ForumSafari said:
Oh I don't know, it really depends on a game by game basis. As you say it all depends on how time sensitive the calculation is and how complex it is in the first place, but there's room for use in slower games and the non-game services that most consoles run in the background anyway.
Deploying dedicated servers on a cloud platform, particularly when they can piggyback it on Azures infrastructure is a good way to load balance.
I agree with that technically in principle, but in practice, it's just that, overwhelmingly, the mainstream console games trend towards "real-time" rendering.

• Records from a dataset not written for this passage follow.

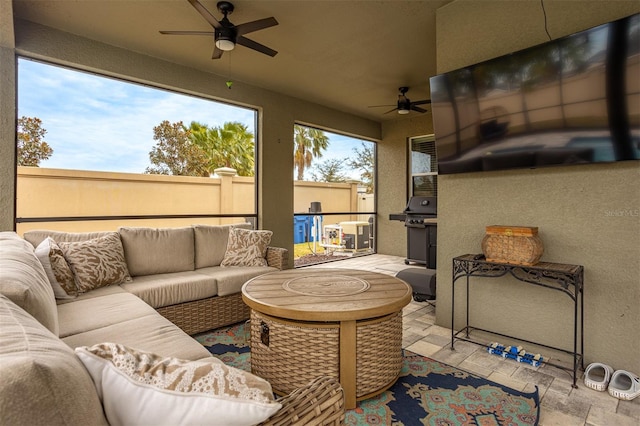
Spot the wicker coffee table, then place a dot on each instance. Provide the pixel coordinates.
(342, 323)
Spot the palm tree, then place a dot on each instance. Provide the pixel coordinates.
(231, 145)
(309, 144)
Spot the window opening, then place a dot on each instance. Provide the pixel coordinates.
(96, 153)
(334, 196)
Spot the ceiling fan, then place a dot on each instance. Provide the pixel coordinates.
(226, 35)
(404, 104)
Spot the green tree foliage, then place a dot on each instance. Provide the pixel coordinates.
(31, 147)
(175, 154)
(329, 171)
(231, 145)
(364, 162)
(308, 144)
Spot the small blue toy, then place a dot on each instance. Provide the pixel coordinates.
(516, 353)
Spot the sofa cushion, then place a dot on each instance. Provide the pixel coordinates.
(36, 236)
(42, 381)
(99, 292)
(139, 387)
(57, 269)
(151, 333)
(170, 289)
(211, 243)
(24, 281)
(158, 250)
(96, 263)
(247, 248)
(231, 279)
(99, 312)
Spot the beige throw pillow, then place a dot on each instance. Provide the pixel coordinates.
(139, 387)
(57, 269)
(246, 248)
(96, 263)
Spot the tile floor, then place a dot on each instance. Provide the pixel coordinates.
(561, 404)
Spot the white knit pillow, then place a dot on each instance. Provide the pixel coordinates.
(57, 269)
(139, 388)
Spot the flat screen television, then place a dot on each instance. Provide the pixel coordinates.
(573, 100)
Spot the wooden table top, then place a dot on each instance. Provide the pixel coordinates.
(326, 294)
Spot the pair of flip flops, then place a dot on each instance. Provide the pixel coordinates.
(621, 383)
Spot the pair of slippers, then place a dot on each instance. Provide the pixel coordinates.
(621, 384)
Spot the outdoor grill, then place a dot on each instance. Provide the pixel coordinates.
(421, 223)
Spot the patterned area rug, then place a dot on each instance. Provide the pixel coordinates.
(427, 393)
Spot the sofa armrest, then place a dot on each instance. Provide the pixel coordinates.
(321, 402)
(278, 257)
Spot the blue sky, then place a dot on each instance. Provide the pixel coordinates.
(104, 124)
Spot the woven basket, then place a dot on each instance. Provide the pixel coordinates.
(298, 352)
(516, 245)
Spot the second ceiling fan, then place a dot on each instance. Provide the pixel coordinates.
(404, 104)
(226, 35)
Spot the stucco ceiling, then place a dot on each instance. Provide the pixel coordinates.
(347, 55)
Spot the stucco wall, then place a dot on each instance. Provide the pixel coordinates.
(278, 112)
(587, 215)
(7, 138)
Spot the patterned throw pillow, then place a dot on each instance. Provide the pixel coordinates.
(138, 387)
(96, 263)
(246, 248)
(57, 269)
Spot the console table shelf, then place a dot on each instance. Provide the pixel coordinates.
(567, 279)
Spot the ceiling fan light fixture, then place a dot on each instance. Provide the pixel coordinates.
(225, 44)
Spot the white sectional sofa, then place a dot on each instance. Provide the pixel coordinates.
(178, 272)
(43, 381)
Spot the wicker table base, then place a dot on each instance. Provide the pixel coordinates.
(296, 337)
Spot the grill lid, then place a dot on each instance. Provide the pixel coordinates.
(422, 205)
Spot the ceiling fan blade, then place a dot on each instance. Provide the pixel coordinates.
(260, 24)
(256, 46)
(205, 13)
(217, 53)
(209, 33)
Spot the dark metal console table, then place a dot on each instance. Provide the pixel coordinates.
(567, 279)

More accurately, those kinds of video games are calculated on a per-frame basis (rendering, by definition, is per-frame unless it's a totally static image), meaning that to find the "timeliness" of a game, or window that it has to crunch everything, you take your Frame-Per-Second, and solve for seconds.

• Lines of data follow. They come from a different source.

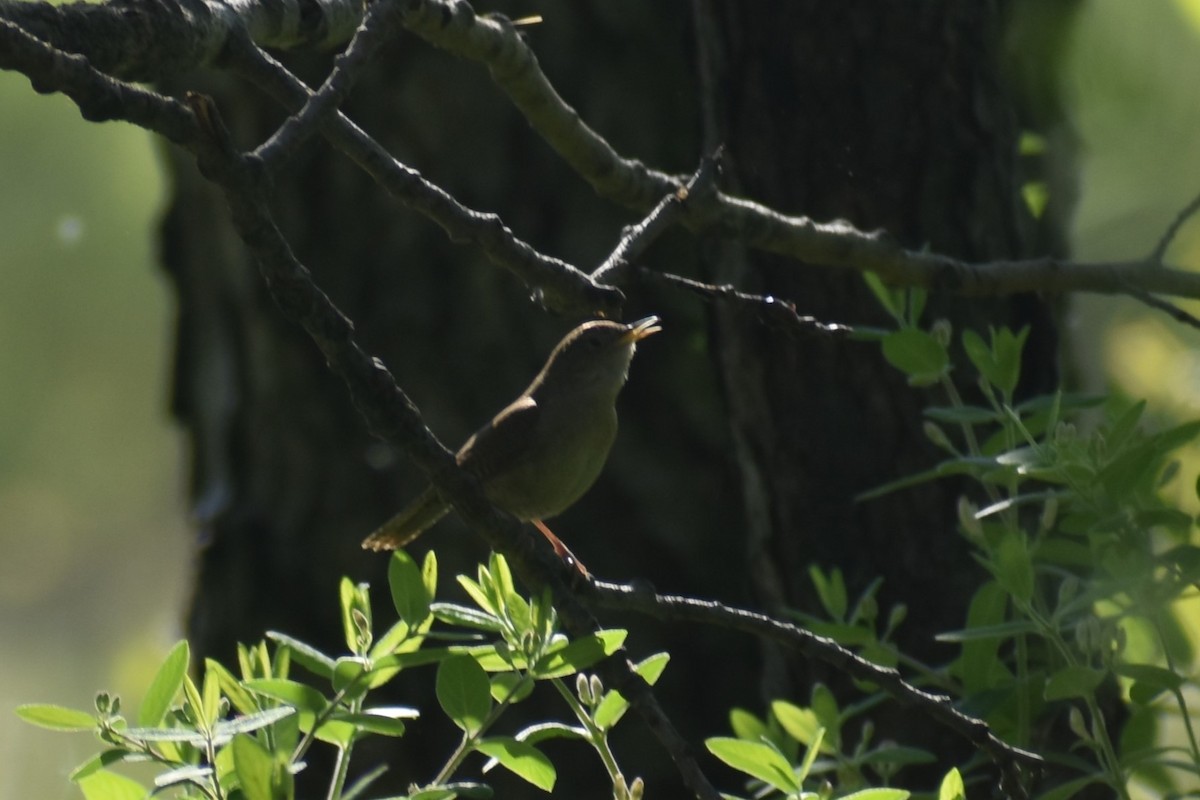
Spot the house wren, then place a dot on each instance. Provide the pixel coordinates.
(545, 449)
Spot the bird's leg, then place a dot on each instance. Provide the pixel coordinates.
(561, 549)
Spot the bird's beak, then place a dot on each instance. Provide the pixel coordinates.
(641, 329)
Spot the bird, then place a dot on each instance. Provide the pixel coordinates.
(545, 449)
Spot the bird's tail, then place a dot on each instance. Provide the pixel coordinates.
(418, 517)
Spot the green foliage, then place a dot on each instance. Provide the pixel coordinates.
(245, 735)
(1087, 561)
(1086, 566)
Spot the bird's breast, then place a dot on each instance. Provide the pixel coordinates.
(561, 461)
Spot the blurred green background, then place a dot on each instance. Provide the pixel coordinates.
(93, 515)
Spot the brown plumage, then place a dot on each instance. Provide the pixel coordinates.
(543, 451)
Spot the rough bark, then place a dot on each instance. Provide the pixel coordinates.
(741, 451)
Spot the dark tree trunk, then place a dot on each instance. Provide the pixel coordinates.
(741, 449)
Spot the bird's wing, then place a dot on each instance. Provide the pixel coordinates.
(502, 441)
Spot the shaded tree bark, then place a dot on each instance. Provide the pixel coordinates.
(741, 451)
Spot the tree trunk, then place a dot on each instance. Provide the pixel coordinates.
(741, 450)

So, if your game runs at, say, 60FPS, all crunching must be done by 1/60 second intervals (0.0167 seconds, or 16.7 milliseconds)
Meaning your latency to the Cloud MUST BE less than 16.7ms to provide any real benefit.

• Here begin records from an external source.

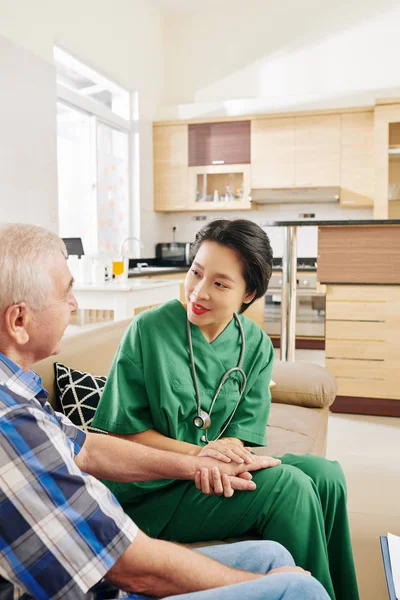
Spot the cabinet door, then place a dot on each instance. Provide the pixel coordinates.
(272, 153)
(219, 143)
(357, 160)
(170, 143)
(317, 142)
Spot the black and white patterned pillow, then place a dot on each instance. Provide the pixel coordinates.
(78, 394)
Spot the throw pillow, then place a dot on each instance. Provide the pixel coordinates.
(78, 394)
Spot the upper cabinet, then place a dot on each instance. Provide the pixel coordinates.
(170, 152)
(295, 151)
(357, 160)
(317, 150)
(272, 153)
(226, 143)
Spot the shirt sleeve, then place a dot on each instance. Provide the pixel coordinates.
(75, 435)
(124, 405)
(250, 421)
(61, 530)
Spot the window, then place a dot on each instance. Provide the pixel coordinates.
(94, 140)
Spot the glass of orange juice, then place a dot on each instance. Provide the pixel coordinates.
(118, 268)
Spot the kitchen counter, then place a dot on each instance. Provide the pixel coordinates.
(126, 296)
(155, 271)
(317, 223)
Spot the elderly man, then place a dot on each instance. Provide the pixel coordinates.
(62, 534)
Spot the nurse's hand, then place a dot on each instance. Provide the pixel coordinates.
(212, 481)
(227, 452)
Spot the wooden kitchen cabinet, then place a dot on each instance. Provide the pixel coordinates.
(362, 333)
(170, 144)
(219, 143)
(357, 160)
(298, 151)
(272, 153)
(219, 187)
(317, 150)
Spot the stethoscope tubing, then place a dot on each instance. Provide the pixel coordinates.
(202, 416)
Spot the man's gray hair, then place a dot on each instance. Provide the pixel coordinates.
(25, 276)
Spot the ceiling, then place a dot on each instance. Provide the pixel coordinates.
(188, 6)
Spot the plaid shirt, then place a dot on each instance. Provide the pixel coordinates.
(61, 530)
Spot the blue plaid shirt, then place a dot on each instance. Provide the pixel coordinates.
(61, 530)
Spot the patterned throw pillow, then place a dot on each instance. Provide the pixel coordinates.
(78, 394)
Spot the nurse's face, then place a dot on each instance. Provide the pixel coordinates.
(215, 287)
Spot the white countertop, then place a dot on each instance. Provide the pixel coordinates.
(130, 285)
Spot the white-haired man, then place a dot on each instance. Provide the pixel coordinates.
(62, 533)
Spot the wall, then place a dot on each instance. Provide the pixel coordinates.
(121, 38)
(307, 243)
(28, 161)
(260, 56)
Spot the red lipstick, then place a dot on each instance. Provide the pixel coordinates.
(198, 309)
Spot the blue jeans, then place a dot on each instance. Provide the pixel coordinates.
(258, 557)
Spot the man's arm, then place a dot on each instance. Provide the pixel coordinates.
(108, 457)
(157, 568)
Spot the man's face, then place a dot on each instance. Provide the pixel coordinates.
(48, 325)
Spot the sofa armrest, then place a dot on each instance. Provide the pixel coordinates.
(303, 384)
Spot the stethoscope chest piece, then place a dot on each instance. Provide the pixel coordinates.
(202, 420)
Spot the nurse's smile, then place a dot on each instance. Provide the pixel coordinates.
(198, 309)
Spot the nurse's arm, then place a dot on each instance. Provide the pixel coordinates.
(153, 439)
(107, 457)
(223, 451)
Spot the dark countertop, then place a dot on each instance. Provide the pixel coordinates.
(160, 271)
(312, 222)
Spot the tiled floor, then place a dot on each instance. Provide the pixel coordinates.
(368, 448)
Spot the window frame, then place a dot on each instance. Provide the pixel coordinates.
(102, 114)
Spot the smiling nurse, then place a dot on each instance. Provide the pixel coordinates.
(196, 380)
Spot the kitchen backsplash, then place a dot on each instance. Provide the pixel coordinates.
(187, 225)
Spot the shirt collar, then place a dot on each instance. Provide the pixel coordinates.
(28, 385)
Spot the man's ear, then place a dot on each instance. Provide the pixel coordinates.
(249, 297)
(17, 319)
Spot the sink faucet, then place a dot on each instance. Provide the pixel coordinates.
(127, 240)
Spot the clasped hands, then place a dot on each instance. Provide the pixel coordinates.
(234, 473)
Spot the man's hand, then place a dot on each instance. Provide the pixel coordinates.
(288, 570)
(226, 451)
(225, 479)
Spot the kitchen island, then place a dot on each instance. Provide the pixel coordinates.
(359, 263)
(126, 298)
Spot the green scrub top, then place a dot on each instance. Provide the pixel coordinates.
(150, 386)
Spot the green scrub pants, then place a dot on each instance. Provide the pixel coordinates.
(301, 504)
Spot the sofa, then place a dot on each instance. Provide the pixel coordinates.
(300, 399)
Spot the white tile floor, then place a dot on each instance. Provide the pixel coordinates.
(368, 448)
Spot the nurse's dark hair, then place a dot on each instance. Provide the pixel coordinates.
(252, 245)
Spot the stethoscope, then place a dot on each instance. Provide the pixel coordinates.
(203, 419)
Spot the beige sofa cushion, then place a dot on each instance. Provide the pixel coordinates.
(296, 430)
(303, 384)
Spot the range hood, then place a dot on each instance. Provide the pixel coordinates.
(295, 195)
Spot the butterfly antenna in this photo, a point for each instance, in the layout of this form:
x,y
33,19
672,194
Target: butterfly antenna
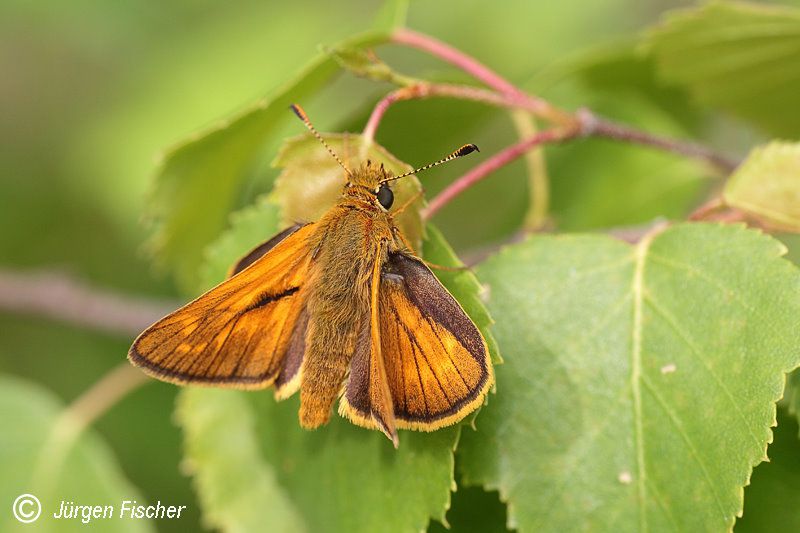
x,y
302,116
464,150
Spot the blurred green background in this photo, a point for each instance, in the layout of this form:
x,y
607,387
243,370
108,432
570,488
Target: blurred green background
x,y
91,92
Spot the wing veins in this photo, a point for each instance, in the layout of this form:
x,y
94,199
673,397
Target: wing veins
x,y
419,375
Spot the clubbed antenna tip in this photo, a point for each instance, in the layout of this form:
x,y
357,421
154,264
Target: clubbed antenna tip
x,y
464,150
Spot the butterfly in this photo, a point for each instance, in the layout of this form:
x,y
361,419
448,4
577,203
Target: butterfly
x,y
340,308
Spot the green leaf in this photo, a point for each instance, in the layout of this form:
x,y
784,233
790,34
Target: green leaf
x,y
767,185
393,15
463,284
770,502
793,393
312,180
738,57
474,510
34,460
366,64
639,382
346,478
237,489
250,227
198,181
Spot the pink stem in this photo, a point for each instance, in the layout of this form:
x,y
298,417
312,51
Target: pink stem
x,y
480,72
493,163
429,90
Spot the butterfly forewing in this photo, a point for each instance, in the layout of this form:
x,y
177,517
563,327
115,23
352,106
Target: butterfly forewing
x,y
433,357
238,333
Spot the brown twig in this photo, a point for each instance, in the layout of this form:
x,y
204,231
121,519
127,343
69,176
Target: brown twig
x,y
594,126
581,123
62,298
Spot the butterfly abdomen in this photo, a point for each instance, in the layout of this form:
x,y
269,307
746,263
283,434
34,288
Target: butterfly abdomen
x,y
338,305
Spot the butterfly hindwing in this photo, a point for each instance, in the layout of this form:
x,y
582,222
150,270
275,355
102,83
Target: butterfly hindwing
x,y
238,333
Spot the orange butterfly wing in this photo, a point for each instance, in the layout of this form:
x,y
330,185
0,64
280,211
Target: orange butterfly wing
x,y
246,332
429,358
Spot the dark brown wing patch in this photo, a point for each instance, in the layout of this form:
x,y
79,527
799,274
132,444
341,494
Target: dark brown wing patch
x,y
436,360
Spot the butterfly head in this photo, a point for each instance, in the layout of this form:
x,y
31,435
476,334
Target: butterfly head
x,y
370,180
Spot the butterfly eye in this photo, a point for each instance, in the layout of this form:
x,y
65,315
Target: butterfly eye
x,y
385,196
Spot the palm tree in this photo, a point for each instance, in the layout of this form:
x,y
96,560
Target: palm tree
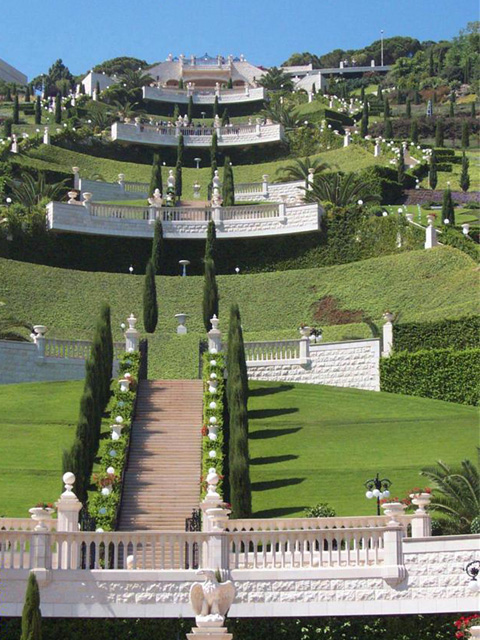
x,y
456,493
276,80
340,190
299,169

(For 25FPS, the time is a much more generous 40ms, but there's a big push for higher frame rates in gaming.)
Even in an optimal scenario where you can save more processing to put towards video by "unloading" non-video processes to the Cloud, it still won't amount to much of an increase in performance OR fidelity.
Because increasing graphical fidelity now requires INCREDIBLE increases in processing power to be noticeable.
Freeing up 20-40% of local processing resources is nowhere near enough.
Hell, TRIPLING the processing resources available wouldn't be enough today.
So, the only benefits you're left with are those akin to dedicated servers.
Which is a nice perk, but a potentially dangerous one too, since the same Cloud-process-loading feature can be very easily modified to render a game dependent on the Cloud making it "Always Online-required".